This pisses me off so much. One of my most hated conflations. But then, there is such a lot of stupid when people start talking about religions they've never experienced.
(no subject)
Date: 2010-01-09 11:56 am (UTC)When it comes to Judeo-Christian I'm generally not that offended, I usually attribute it to ignorance more than malice. Though, to be fair, there is a point where being massively ignorant of everything about a significant cultural minority in your society pretty much amounts to racism.
(no subject)
Date: 2010-01-09 01:26 pm (UTC)But! "Judeo-Christian" is often use in really annoying, ignorant ways! And that pisses me off. Jews & Christians not being identical is hardly arcane knowledge, after all.
(no subject)
Date: 2010-01-07 06:56 pm (UTC)Also, kudos for you for being so open with your life in public (this and more especially your decade post).
I write a yearly review, and then "private" lock it so that I am the only person who can ever read it.
(no subject)
Date: 2010-01-09 11:59 am (UTC)I don't think I deserve kudos as such for being quite open in my blogging.

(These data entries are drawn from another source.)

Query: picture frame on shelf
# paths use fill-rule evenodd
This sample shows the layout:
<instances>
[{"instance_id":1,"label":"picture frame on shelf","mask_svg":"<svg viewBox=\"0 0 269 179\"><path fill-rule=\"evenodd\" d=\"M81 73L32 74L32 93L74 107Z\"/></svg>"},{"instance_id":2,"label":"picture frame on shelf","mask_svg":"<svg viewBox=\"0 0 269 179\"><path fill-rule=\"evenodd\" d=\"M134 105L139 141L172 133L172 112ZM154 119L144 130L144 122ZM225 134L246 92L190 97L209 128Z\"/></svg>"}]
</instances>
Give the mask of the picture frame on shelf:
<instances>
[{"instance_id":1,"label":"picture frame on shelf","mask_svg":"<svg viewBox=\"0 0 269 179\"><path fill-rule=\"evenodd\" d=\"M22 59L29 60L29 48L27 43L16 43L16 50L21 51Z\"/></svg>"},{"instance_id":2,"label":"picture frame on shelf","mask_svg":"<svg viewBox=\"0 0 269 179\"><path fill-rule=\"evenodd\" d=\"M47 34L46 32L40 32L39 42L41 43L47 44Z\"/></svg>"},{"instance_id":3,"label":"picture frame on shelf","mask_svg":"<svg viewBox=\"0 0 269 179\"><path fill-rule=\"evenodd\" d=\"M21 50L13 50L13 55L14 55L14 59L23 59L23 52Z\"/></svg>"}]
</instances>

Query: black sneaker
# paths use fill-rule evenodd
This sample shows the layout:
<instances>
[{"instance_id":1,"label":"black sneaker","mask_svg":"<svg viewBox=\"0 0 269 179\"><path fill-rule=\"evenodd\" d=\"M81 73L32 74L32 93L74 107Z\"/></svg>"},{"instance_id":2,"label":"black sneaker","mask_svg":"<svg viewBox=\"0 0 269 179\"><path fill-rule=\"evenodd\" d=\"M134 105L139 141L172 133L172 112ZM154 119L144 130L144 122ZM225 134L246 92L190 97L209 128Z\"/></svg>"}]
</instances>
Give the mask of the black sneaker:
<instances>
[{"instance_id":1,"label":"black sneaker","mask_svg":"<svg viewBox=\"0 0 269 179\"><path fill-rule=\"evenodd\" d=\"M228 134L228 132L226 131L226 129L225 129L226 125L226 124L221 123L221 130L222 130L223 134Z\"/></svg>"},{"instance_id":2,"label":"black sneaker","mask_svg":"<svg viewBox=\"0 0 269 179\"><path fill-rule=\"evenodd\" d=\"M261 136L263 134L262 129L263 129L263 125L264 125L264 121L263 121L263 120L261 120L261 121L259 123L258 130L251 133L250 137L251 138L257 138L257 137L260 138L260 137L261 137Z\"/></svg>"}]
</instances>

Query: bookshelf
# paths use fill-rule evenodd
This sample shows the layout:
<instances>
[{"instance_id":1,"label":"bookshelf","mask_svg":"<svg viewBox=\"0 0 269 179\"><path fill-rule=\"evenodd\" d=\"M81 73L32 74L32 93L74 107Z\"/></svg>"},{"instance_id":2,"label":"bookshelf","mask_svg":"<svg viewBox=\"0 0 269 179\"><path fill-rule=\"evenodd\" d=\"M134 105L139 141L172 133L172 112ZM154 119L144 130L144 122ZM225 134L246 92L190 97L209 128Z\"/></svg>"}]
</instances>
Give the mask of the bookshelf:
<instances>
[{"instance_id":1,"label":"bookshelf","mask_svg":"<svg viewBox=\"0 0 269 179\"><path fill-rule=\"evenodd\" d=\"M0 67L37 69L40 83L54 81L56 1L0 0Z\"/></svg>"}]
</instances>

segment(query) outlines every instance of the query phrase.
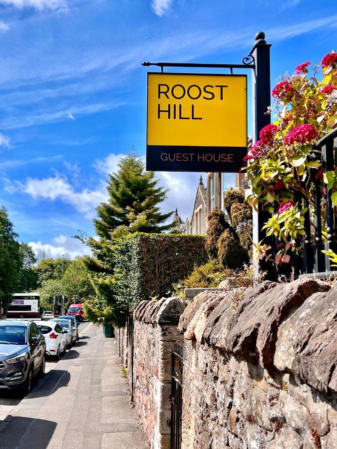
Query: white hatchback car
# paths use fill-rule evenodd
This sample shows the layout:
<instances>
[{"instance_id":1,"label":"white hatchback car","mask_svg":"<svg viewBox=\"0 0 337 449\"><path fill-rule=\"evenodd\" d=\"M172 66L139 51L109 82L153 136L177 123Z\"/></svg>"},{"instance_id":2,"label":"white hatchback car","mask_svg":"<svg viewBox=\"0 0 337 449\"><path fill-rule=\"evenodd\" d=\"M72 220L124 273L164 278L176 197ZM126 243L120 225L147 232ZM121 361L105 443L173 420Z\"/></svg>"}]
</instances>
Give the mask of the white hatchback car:
<instances>
[{"instance_id":1,"label":"white hatchback car","mask_svg":"<svg viewBox=\"0 0 337 449\"><path fill-rule=\"evenodd\" d=\"M56 318L50 320L50 322L58 323L60 325L67 340L67 346L70 349L77 341L76 339L77 330L74 327L72 321L70 320L59 320Z\"/></svg>"},{"instance_id":2,"label":"white hatchback car","mask_svg":"<svg viewBox=\"0 0 337 449\"><path fill-rule=\"evenodd\" d=\"M35 321L40 332L45 340L45 352L47 355L52 356L58 360L60 354L64 354L67 347L67 339L62 328L55 321Z\"/></svg>"},{"instance_id":3,"label":"white hatchback car","mask_svg":"<svg viewBox=\"0 0 337 449\"><path fill-rule=\"evenodd\" d=\"M43 320L50 320L54 318L54 312L51 310L45 310L42 312L41 315L41 319L43 321Z\"/></svg>"}]
</instances>

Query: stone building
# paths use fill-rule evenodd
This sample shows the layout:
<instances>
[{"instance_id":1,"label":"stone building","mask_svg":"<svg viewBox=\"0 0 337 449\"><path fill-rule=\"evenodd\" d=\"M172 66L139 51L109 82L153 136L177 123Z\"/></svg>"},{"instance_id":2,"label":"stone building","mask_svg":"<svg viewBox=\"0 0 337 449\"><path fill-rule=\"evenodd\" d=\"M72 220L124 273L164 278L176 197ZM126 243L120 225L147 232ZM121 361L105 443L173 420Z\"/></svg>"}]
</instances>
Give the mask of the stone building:
<instances>
[{"instance_id":1,"label":"stone building","mask_svg":"<svg viewBox=\"0 0 337 449\"><path fill-rule=\"evenodd\" d=\"M208 217L215 207L220 207L226 213L224 207L224 196L228 186L225 181L225 173L207 173L206 187L202 176L200 176L194 205L191 217L184 220L179 216L178 210L173 219L173 229L184 234L206 234L207 230ZM235 174L235 188L242 190L244 173Z\"/></svg>"}]
</instances>

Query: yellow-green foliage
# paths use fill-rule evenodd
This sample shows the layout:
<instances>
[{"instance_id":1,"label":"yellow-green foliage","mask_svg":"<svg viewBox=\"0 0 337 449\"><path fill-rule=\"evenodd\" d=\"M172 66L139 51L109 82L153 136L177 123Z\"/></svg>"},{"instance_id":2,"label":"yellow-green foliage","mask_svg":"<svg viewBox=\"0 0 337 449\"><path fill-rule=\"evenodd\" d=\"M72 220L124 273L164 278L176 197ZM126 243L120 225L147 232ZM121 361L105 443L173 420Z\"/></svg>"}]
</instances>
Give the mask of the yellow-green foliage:
<instances>
[{"instance_id":1,"label":"yellow-green foliage","mask_svg":"<svg viewBox=\"0 0 337 449\"><path fill-rule=\"evenodd\" d=\"M242 203L245 201L244 196L237 190L230 189L225 194L224 197L224 206L227 211L227 214L231 217L231 209L234 203Z\"/></svg>"},{"instance_id":2,"label":"yellow-green foliage","mask_svg":"<svg viewBox=\"0 0 337 449\"><path fill-rule=\"evenodd\" d=\"M233 227L236 228L239 223L245 220L251 220L253 210L245 200L241 203L235 202L231 207L231 221Z\"/></svg>"},{"instance_id":3,"label":"yellow-green foliage","mask_svg":"<svg viewBox=\"0 0 337 449\"><path fill-rule=\"evenodd\" d=\"M218 252L217 243L221 234L229 225L226 221L225 214L219 208L215 208L208 216L207 240L206 249L210 257L216 257Z\"/></svg>"},{"instance_id":4,"label":"yellow-green foliage","mask_svg":"<svg viewBox=\"0 0 337 449\"><path fill-rule=\"evenodd\" d=\"M185 288L217 287L220 282L231 275L231 270L224 269L217 261L213 259L195 268L191 275L182 283Z\"/></svg>"},{"instance_id":5,"label":"yellow-green foliage","mask_svg":"<svg viewBox=\"0 0 337 449\"><path fill-rule=\"evenodd\" d=\"M248 254L231 229L226 229L218 242L218 257L223 268L237 268L248 261Z\"/></svg>"}]
</instances>

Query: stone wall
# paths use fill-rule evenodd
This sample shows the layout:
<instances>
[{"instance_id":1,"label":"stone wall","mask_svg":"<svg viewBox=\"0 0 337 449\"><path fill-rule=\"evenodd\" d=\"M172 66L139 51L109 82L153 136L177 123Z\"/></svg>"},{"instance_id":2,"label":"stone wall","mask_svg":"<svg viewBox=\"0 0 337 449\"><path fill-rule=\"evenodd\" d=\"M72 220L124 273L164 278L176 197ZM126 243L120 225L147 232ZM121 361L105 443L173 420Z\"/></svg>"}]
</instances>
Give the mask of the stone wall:
<instances>
[{"instance_id":1,"label":"stone wall","mask_svg":"<svg viewBox=\"0 0 337 449\"><path fill-rule=\"evenodd\" d=\"M169 449L172 351L182 344L177 331L186 303L177 298L143 301L134 313L133 401L152 449ZM129 382L130 383L130 382Z\"/></svg>"},{"instance_id":2,"label":"stone wall","mask_svg":"<svg viewBox=\"0 0 337 449\"><path fill-rule=\"evenodd\" d=\"M204 292L179 330L183 449L337 448L337 285Z\"/></svg>"}]
</instances>

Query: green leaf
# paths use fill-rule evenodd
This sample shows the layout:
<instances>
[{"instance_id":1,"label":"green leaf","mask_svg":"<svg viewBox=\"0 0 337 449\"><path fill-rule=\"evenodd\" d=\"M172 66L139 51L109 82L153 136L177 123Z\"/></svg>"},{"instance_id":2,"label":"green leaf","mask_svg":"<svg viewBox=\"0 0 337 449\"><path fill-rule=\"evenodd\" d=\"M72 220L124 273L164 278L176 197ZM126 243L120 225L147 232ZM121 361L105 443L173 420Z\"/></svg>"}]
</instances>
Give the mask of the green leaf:
<instances>
[{"instance_id":1,"label":"green leaf","mask_svg":"<svg viewBox=\"0 0 337 449\"><path fill-rule=\"evenodd\" d=\"M291 163L293 167L300 167L302 164L304 164L306 159L307 156L298 156L297 157L293 158L291 161Z\"/></svg>"}]
</instances>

I made the conscious choice that I would write about pretty much anything, but make an effort to keep my online identity separate from my real name. That should avoid people making judgements about me by finding something out of context by Googling, but that's the only danger I have to worry about. If I were in serious danger of getting fired for doing anything outside the corporate identity, or was hiding major secrets from my family, or had a specific person who wished me direct harm, I would have to be a lot less open.